September Events: Routines & Interruptions
new writing and storytelling nights + our first collected poetry zine
Hi friends,
I hope you enjoyed your Labor Day weekend and are, as per tradition, no longer wearing white, though when you can start wearing it again continues to be a mystery.
This month we have four Drink ‘N Drafts and the second iteration of our newest event, Word for Word, where we invite an author to read and then use those readings as our writing prompt. For September I’m excited to announce we’ll be joined by the incomparable Téa Obreht, who’ll be reading from her novel The Morningside. (RSVP here or below!)
We’re also back with the next Club Motte Storytelling, where we’ll be telling true stories to the theme of Reunion.
In other exciting news, I just got the copies of our first annual Collected Poems zine printed by our friends at Directangle Press and they are everything I hoped for and more. This zine is a selection of the assembled poems made at Drink ‘N Drafts in 2023, photographed, transcribed, and paired with the images that inspired them. Buy your copy or pick one up at our next event!
And while not technically a September event, I’ll be returning to Center for Fiction for another round of Writing Without Thinking on Saturday, October 12th. I’m grateful that this often fills up quickly, so be sure to grab a seat if you’re interested.
Scroll for more info on all our upcoming events and to see this month’s creative prompt, which is roughly 35% inspired by the Kent Rogowski image above.
—Josh
The theme for September’s Club Motte Storytelling Night is Reunion.
Reunions come in many forms, whether they’re with family, friends, colleagues, or lovers. There are sudden, surprising reunions and long-planned get-togethers. There are the reunions you look forward to (“oh hello!) and the ones you dread (“oh, hello.”) There are even those that reunite you with your former self, a hobby, a memory. Think of a reunion that happened to you—of any shape, size, or degree of importance—then tell us all about it.
Artshack Cafe, Bed-Stuy
Wednesday, September 25th from 7-10pm
RSVP to learn more and reserve your seat!
Writing Events
We’re hosting one Word for Word in September, featuring Téa Obreht. Her novel The Morningside is one of my favorites from this year and I can’t wait to hear her read and be in conversation with her about it at our event.
P&T Knitwear, LES
September 22nd from 5-7pm (RSVP)
We're also hosting four Drink 'N Drafts—
Book Club Bar, East Village
Wednesday, September 11th from 8-10pm (RSVP)Center for Fiction, Fort Greene
Sunday, September 15th from 5-7pm (RSVP)WORD Bookstore, Greenpoint
Thursday, September 19th from 7-9pm (RSVP)Land to Sea, Williamsburg
Thursday, September 26th from 7-9pm (RSVP)
September’s Prompt
I used to lead summer abroad trips for high school students.
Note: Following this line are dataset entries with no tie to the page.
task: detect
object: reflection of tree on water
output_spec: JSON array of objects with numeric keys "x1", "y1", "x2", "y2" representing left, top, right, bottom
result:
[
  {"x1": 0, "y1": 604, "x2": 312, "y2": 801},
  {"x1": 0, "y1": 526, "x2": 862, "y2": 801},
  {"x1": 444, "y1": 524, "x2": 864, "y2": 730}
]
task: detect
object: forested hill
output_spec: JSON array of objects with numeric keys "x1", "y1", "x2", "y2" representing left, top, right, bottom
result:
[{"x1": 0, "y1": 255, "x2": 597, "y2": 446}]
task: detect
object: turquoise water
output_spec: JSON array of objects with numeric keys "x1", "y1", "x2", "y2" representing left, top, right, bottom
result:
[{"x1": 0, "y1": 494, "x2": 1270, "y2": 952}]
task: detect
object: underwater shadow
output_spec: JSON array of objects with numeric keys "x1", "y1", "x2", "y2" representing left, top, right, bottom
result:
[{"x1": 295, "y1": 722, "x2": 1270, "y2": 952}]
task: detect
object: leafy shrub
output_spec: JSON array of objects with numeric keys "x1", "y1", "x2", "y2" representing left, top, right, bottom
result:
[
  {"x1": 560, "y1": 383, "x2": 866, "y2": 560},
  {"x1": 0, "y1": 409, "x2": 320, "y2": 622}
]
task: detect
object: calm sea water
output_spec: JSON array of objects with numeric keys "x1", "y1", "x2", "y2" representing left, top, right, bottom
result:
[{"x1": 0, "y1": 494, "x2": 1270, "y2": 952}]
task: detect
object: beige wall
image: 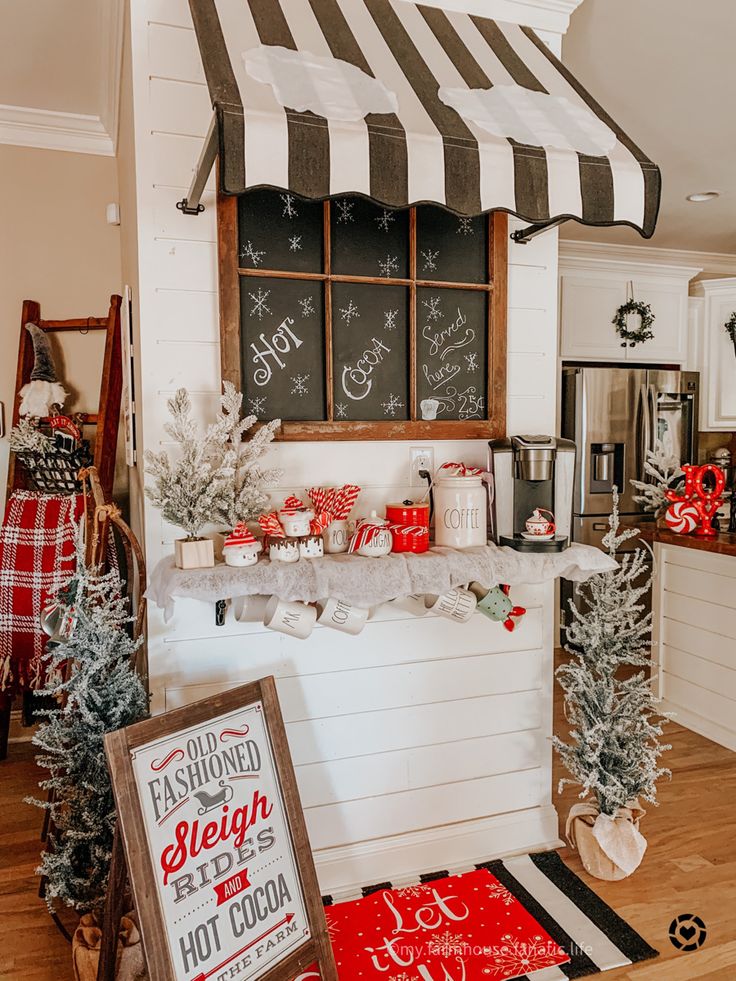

There’d often be long bus rides where the kids would get restless and demand entertainment. Eventually, after Eye Spy lost its shine, I’d resort to a theatre exercise I learned in college. I’d tell the kids I was thinking of a story (I wasn’t) and had them ask yes/no questions about it. Whatever they asked, I answered ‘no’ to the first two questions and ‘yes’ to the third and repeated that pattern until the story was finished.
“Is it about kids?” “Nope.”
“So it’s about adults?” “Nah.”
“Are there animals?” “Sure are!”
A few years later I found the same game in Keith Johnstone’s Impro, a great book of improvisational theatre exercises that work just as well for your writing (or any creative practice). He talks about the panic most people feel when they’re asked to invent something from scratch and how reframing the approach can offer a way to arrive at the same results more comfortably.
That reframe can be a way to avoid feeling responsible for your own imagination (as it does with guessing the contents of someone else’s story) or it can be a way to add guidelines that make the blank page feel less intimidating and more like an equation to be solved.
August’s prompt, also from Johnstone’s Impro, is one of those equations.
“If I say ‘Make up a story’, then most people are paralysed. If I say ‘describe a routine and then interrupt it’, people see no problem.” —Keith Johnstone, Impro
Describe a routine and then interrupt it. So simple! But, I think, so much easier and approachable. And the result is often more weird and interesting than if you tried to plot out a story the way we’re all taught to think we’re supposed to.
Try it for a new scene, a new poem, or as a structure to a new story. Or apply it to an existing project that’s gone stale. What are the routines you’ve already established? An action, a relationship dynamic, a way of life. A routine can be anything. So can the interruption.
I think this idea applies past narrative and performance art, too. Kent Rogowski has a lovely and disorienting series where he combines different puzzle sets that have the same shape pieces, turning two otherwise commonplace images—a horse, a tree—into something entirely new. The routine of looking at a horse is interrupted and we’re invited to experience it with fresh eyes. What routines are happening in your work? In how you make your work? What could happen if you interrupt them?